/usr/share/perl5/TM/Graph.pm

package TM::Graph;

use strict;
use Data::Dumper;

use TM;

use Class::Trait 'base';

=pod

=head1 NAME

TM::Graph - Topic Maps, trait for graph-like operations

=head1 SYNOPSIS

  use TM::Materialized::AsTMa;
  my $tm = new TM::Materialized::AsTMa (file => 'old_testament.atm');
  $tm->sync_in;
  Class::Trait->apply ( $tm => 'TM::Graph' );

  # find groups of topics connected
  print Dumper $tm->clusters;


  # use association types to compute a hull
  print "friends of Mr. Cairo: ".
   Dumper [
       $tm->frontier ([ $tm_>tid ('mr-cairo') ], [ [ $tm->tids ('foaf') ] ])
   ];

  # see whether there is a link (direct
  print "I always knew it" 
     if $tm->is_path ( [ 'gw-bush' ],              # there could be more
                      (bless [ [ 'foaf' ] ], '*'),
                      'osama-bin-laden');


=head1 DESCRIPTION

Obviously a topic map is also a graph, the topics being the nodes, and the associations forming the
edges, albeit these connections connect not always only two nodes, but, ok, you should know TMs by now.

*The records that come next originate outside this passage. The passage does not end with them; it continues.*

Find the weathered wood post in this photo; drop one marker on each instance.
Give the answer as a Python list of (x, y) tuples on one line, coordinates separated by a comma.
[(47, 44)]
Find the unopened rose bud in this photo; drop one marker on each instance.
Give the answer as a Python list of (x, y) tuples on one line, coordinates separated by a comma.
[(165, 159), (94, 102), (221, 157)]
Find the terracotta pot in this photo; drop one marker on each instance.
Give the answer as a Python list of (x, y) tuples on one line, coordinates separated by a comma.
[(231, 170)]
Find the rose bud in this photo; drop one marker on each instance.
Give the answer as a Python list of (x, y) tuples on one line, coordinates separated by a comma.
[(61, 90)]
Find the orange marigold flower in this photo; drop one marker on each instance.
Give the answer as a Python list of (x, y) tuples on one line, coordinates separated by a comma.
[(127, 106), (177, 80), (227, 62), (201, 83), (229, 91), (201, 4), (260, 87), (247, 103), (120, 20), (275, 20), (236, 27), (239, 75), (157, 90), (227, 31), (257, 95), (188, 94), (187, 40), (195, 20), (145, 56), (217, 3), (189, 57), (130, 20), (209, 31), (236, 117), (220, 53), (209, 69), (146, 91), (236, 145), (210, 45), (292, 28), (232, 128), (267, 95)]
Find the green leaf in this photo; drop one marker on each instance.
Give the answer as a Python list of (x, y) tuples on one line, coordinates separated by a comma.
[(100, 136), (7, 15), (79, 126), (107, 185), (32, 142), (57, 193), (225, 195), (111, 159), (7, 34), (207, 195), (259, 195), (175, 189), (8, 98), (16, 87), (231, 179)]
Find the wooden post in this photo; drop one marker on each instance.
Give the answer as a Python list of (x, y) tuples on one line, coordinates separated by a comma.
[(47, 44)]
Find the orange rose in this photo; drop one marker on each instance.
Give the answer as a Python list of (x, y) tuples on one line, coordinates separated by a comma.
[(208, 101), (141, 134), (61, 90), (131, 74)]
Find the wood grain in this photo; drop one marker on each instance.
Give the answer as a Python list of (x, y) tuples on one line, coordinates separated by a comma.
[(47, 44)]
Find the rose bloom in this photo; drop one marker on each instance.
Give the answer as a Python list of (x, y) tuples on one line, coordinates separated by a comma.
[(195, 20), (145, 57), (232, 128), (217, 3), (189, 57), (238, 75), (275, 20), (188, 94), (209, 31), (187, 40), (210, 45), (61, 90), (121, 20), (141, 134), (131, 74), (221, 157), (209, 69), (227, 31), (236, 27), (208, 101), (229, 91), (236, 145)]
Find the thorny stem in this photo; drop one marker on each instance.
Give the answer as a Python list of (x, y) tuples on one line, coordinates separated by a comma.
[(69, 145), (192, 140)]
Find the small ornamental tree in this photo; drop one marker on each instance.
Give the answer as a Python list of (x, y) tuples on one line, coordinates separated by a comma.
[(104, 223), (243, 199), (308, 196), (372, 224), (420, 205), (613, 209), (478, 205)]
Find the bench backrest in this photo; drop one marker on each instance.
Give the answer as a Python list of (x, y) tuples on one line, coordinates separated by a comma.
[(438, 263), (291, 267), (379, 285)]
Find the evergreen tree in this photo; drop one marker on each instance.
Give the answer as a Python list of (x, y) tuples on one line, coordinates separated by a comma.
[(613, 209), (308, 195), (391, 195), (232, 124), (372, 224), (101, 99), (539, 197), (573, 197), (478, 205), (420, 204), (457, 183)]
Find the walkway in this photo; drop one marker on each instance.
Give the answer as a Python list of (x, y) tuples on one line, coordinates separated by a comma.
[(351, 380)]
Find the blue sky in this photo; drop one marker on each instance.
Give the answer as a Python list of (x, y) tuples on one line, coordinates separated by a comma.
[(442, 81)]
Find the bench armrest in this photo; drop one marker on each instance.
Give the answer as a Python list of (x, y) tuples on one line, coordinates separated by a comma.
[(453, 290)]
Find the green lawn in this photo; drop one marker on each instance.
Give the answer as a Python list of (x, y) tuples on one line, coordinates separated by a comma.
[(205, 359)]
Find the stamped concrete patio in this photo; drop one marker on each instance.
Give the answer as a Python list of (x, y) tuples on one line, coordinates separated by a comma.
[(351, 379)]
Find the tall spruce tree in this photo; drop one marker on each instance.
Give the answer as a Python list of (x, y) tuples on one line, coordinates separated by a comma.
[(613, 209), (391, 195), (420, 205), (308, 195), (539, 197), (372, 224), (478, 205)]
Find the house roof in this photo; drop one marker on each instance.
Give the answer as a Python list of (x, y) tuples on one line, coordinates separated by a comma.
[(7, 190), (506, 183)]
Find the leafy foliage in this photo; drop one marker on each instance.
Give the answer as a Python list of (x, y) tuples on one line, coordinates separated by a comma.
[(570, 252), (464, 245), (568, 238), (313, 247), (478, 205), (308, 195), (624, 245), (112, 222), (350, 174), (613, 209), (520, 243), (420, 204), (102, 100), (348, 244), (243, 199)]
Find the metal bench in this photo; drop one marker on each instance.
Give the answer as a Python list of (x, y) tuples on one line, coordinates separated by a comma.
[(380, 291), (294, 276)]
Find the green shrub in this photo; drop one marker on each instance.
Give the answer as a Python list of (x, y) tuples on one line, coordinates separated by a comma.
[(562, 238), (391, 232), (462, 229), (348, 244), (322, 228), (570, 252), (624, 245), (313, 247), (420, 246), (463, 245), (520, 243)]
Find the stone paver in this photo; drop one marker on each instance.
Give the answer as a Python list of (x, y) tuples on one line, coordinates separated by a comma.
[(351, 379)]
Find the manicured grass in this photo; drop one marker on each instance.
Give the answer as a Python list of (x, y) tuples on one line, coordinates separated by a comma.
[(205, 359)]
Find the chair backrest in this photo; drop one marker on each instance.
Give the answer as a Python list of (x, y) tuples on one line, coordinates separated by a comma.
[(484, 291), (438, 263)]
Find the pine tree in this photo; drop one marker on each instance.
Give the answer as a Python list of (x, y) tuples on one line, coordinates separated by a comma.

This package provides some functions which focus more on the graph-like nature of Topic Maps.

=head1 INTERFACE

=head2 Methods

This trait provides the following methods:

=over

=item B<clusters>

I<$hashref> = clusters (I<$tm>)

computes the I<islands> of topics. It figures out which topics are connected via associations and - in case they are -
will collate them into clusters. The result is a hash reference to a hash containing list references of topic ids
organized in a cluster.

In default mode, this function only regards topics to be in the same cluster if topics B<play> roles in one and the same
maplet. The role topics themselves or the type or the scope are ignored.

You can change this behaviour by passing in options like

  use_scope => 1

  use_roles => 1

  use_type  => 1

Obviously, with C<use_scope =E<gt> 1> you will let a lot of topics collapse into one cluster as most maplets usually are
in the unconstrained scope.

B<NOTE>: This is yet a somewhat expensive operation.

=cut

sub clusters {
    my $tm    = shift;

    my %opts = @_;
# by default
#   not using scope
#   not using type
#   not using roles
    $opts{use_lid} = 1 unless defined $opts{use_lid}; #   always use maplet ID

    my $i = 0;
    my $clusters = { map { $_ => $i++ } map { $_->[TM->LID] } $tm->toplets };   # we store every toplet into its own cluster

    foreach my $m ($tm->match (TM->FORALL, nochar => 1)) {

	my   @candidates;
#	push @candidates, $m->[TM->LID]         if $opts{use_lid};
	push @candidates, $m->[TM->TYPE]        if $opts{use_type};
	push @candidates, $m->[TM->SCOPE]       if $opts{use_scope};
	push @candidates, @ { $m->[TM->ROLES] } if $opts{use_roles};
	push @candidates, @ { $m->[TM->PLAYERS] };

	my $i = $clusters->{shift @candidates};
	foreach (@candidates) {
	    my $j = $clusters->{$_};
                                                                   # now all entries which have currently $j must be turned into $i
	    unless ($i == $j) {
		map { $clusters->{$_} = $clusters->{$_} == $j ?  $i : $clusters->{$_} } keys %{$clusters};
	    }
	}
    }
    my @clusters = map { [] } values %$clusters;
    map { push @{@clusters[ $clusters->{$_} ]}, $_ } keys %$clusters ;
    return [ grep (@$_, @clusters)];  # get rid of empty clusters
}

=pod

=item B<frontier>

I<@hull> = I<$tm>->frontier (I<\@start_lids>, I<$path_spec>)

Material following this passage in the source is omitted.